Die Untersuchungen haben mich viel Geld gekostet. Für die toten Kühe aufgrund von Fremdkörpern bekomme ich von der Versicherung einen Grundbetrag. Die Abgänge durch Hundebandwürmer, welche ich auch schon hatte, wurden dagegen nicht abgegolten. Wenn ich Kühe auf meinem züchterischen Niveau kaufen will, dann reicht das erhaltene Geld nicht. Der finanzielle Verlust ist nur das eine, was wehtut. Man schluckt zwar den himmeltraurigen Milchpreis und die miesen Zucht- und Schlachtviehpreise. Aber wenn einem die Kühe wie Fliegen sterben, dann geht das an die Substanz.
Liegt Ihr Betrieb ganz einfach ungünstig, oder haben andere Bauern ähnliche Erfahrungen mit Littering gemacht?
An den Problemen mit Littering kauen viele Bauern. Wir haben nicht mehr die Zeit und die Leute, ständig ganze Flächen abzusuchen. Es ist nicht nur eine Häufung entlang von Hauptstrassen. Es gibt auch Fussgänger und Wanderer, welche entlang von Nebenwegen ihren Abfall wegwerfen. Gestern habe ich zwei Kunststoffblumentöpfe in der Weide aufgelesen und Gummiwaren. Immerhin bekomme ich von der Gemeinde Zangen zum Aufheben zur Verfügung gestellt.
Was kann ein Bauer gegen das Littering tun? Bringen zum Beispiel Hinweistafeln etwas?
Jeden Frühling räumen wir Abfall zusammen, doch alles findet man nie. Wir haben diesen Frühling so viel zusammengelesen wie noch nie. Vor allem die Jungen müssen ermahnt werden, Verpackungen, Flaschen und Alu-Dosen nicht einfach aus dem Auto zu werfen. Ich habe auch Hinweistafeln aufgestellt. Strom auf den Zäunen wirkt gegen Hunde am besten, aber im Stadtbereich kann ich das nicht machen.
Und was sollen Politiker und Bauernverbände tun?

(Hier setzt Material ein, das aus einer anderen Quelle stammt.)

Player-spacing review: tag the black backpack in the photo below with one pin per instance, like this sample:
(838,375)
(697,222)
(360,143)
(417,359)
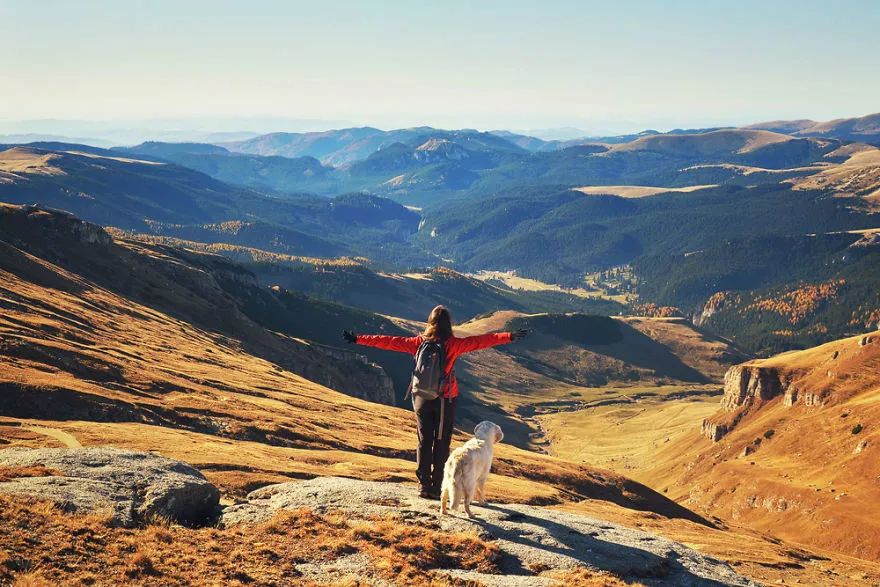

Der Schweizerische Bauernverband (SBV) sollte unbedingt etwas unternehmen. Es ist Zeit, dass der SBV nicht nur Edelweisshemden präsentiert. Sie sollten auch einmal eine Kampagne fahren mit der Aussage «Müll wegwerfen kann Tiere töten». Die Bevölkerung muss sensibilisiert werden. Wenn einer Abfall wegwirft, dann sollte man den Mut haben, diese Person zu ermahnen oder gar zu büssen. Auch die Polizei muss gestärkt werden, wenn sie gegen Littering vorgeht. Denn wenn die Justiz die Täter wieder springen lässt, dann ist auch die Motivation der Polizisten gering.